Bagian III: Penasaran

6.7K 710 16
                                    

Hari ketiga MOS adalah hari yang paling menyebalkan diantara hari lainnya. Pagi-pagi sekali kami langsung disuruh berkumpul di lapangan. Berbeda dengan hari-hari sebelumnya, hari ini aku memakai pakaian olahraga.

Kemudian dibagikan selebaran tentang berbagai macam ekskul yang tersedia di sekolah ini. Kami disuruh memilih ekskul apa yang ingin diikuti. Setiap siswa wajib mengikuti minimal satu ekskul.

Ternyata setelah diperhatikan, banyak sekali ekskul yang tersedia. Mulai dari musik, tari, drama, sinematografi, karya ilmiah, basket, voli, futsal, silat dan lain-lain. Kami disuruh untuk mengunjungi ekskul mana yang akan kami ikuti. Di selebaran tersebut terdapat berbagai lokasi yang dijadikan tempat latihan ekskul yang bersangkutan.

Mataku terpaku pada lapangan basket. Disana telah ada dua buah meja yang menjadi tempat pendaftaran anggota. Separuh hatiku ingin kesana, tapi separuh hati lagi menolak.

Sebenarnya basket adalah salah satu masa laluku yang buruk. Setiap melihat bola basket, ingatanku kembali pada seseorang di masa lalu yang sangat aku rindukan. Sedang apakah dia disana? Apakah dia baik-baik saja?

Senggolan seseorang membuyarkan lamunanku. Seperti biasa ia selalu datang dengan raut wajahnya yang ceria.

"Masuk basket yuk, Yan." Ajaknya. Aku terdiam. "Atau voli?" Tanyanya lagi. Aku mengangkat bahu acuh.

"Semuanya tergantung lo sih. Tapi kita ke lapangan voli dulu yuk. Katanya sih boleh ikutan main. Mau gak?" Ajaknya lagi. 

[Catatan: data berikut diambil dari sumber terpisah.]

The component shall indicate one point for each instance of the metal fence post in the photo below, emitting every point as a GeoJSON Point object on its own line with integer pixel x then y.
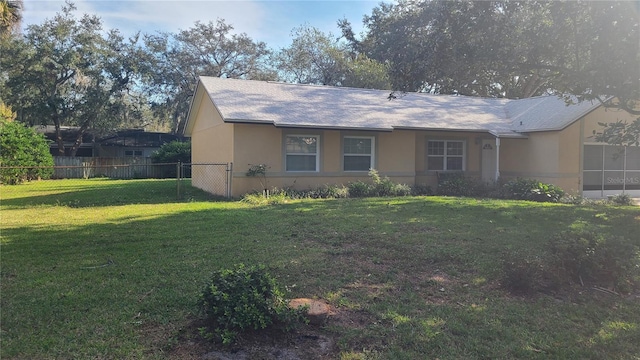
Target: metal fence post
{"type": "Point", "coordinates": [229, 179]}
{"type": "Point", "coordinates": [178, 168]}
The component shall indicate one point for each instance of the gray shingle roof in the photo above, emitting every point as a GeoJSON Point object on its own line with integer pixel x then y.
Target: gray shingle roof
{"type": "Point", "coordinates": [293, 105]}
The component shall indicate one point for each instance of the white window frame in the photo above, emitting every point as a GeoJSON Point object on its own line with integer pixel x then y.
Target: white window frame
{"type": "Point", "coordinates": [445, 155]}
{"type": "Point", "coordinates": [317, 154]}
{"type": "Point", "coordinates": [372, 155]}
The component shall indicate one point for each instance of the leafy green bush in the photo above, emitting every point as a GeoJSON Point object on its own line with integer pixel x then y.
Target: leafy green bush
{"type": "Point", "coordinates": [379, 187]}
{"type": "Point", "coordinates": [25, 150]}
{"type": "Point", "coordinates": [244, 298]}
{"type": "Point", "coordinates": [328, 191]}
{"type": "Point", "coordinates": [587, 257]}
{"type": "Point", "coordinates": [622, 199]}
{"type": "Point", "coordinates": [359, 189]}
{"type": "Point", "coordinates": [533, 190]}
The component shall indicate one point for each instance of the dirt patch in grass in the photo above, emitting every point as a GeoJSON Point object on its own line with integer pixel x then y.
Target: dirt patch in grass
{"type": "Point", "coordinates": [307, 342]}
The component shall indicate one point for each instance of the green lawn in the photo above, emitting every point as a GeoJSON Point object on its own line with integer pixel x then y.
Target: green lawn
{"type": "Point", "coordinates": [112, 269]}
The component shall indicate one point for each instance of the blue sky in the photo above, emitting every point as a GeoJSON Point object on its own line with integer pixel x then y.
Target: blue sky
{"type": "Point", "coordinates": [263, 20]}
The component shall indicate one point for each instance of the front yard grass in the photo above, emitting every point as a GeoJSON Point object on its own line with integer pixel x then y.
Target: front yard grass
{"type": "Point", "coordinates": [112, 270]}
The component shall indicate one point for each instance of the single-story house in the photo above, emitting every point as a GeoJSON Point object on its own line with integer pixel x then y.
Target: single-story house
{"type": "Point", "coordinates": [310, 135]}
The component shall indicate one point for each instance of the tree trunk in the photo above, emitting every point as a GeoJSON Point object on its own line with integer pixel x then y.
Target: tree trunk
{"type": "Point", "coordinates": [59, 140]}
{"type": "Point", "coordinates": [79, 136]}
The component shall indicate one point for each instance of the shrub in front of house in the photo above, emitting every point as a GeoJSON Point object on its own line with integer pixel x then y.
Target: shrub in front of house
{"type": "Point", "coordinates": [533, 190]}
{"type": "Point", "coordinates": [241, 299]}
{"type": "Point", "coordinates": [622, 199]}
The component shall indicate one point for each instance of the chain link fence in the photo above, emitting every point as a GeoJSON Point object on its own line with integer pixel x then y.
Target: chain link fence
{"type": "Point", "coordinates": [212, 178]}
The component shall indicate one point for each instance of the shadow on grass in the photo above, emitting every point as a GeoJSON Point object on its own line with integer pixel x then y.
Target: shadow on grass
{"type": "Point", "coordinates": [388, 258]}
{"type": "Point", "coordinates": [100, 192]}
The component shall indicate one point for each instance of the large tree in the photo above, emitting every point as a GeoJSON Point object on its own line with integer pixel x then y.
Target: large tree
{"type": "Point", "coordinates": [206, 49]}
{"type": "Point", "coordinates": [315, 57]}
{"type": "Point", "coordinates": [10, 16]}
{"type": "Point", "coordinates": [67, 72]}
{"type": "Point", "coordinates": [583, 50]}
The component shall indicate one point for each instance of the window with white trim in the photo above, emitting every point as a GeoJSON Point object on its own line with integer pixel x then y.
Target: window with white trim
{"type": "Point", "coordinates": [302, 152]}
{"type": "Point", "coordinates": [358, 153]}
{"type": "Point", "coordinates": [446, 155]}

"Serius?" Ia mengangguk dan langsung menarikku menuju lapangan voli. Disana tidak terlalu ramai. Hanya ada beberapa siswa baru sepertiku dan lebih banyak senior.

"Selamat datang Adek-Adek. Mau daftar atau mau ikutan main nih? Pilih dua-duanya juga gak papa." Ucap seorang senior laki-laki yang mengenakan baju voli. Pantas saja dia dipilih untuk mempromosikan, ia terlihat sangat ramah.

"Mau ikutan main dulu boleh gak Kak?" Tanya Weli tak kalah ramah.

"Oh boleh-boleh. Siapa tau nanti pengen daftar kan." Katanya kemudian. Ia berbalik menatap kearah teman-temannya. "Woi, dapet dua pemain lagi nih. Jadi cukup. Gabung aja cewek cowok." Katanya berteriak kepada salah satu temannya yang berdiri di dekat tiang net yang memegang peluit. Tampaknya dia bertugas sebagai wasit.

"Langsung masuk aja Dek." Suruhnya. Aku dan Weli mengangguk, segera memasuki lapangan. Kali ini aku dan Weli berada di tim yang sama. Masing-masing tim terdiri dari tiga cewek dan tiga cowok.

Di timku terdapat dua orang senior dari ekskul voli, satu cewek dan satu cowok. Hal itu terlihat jelas dari pakaian yang dikenakan. Sedangkan di tim lawan terdapat dua senior cewek dan satu senior cowok.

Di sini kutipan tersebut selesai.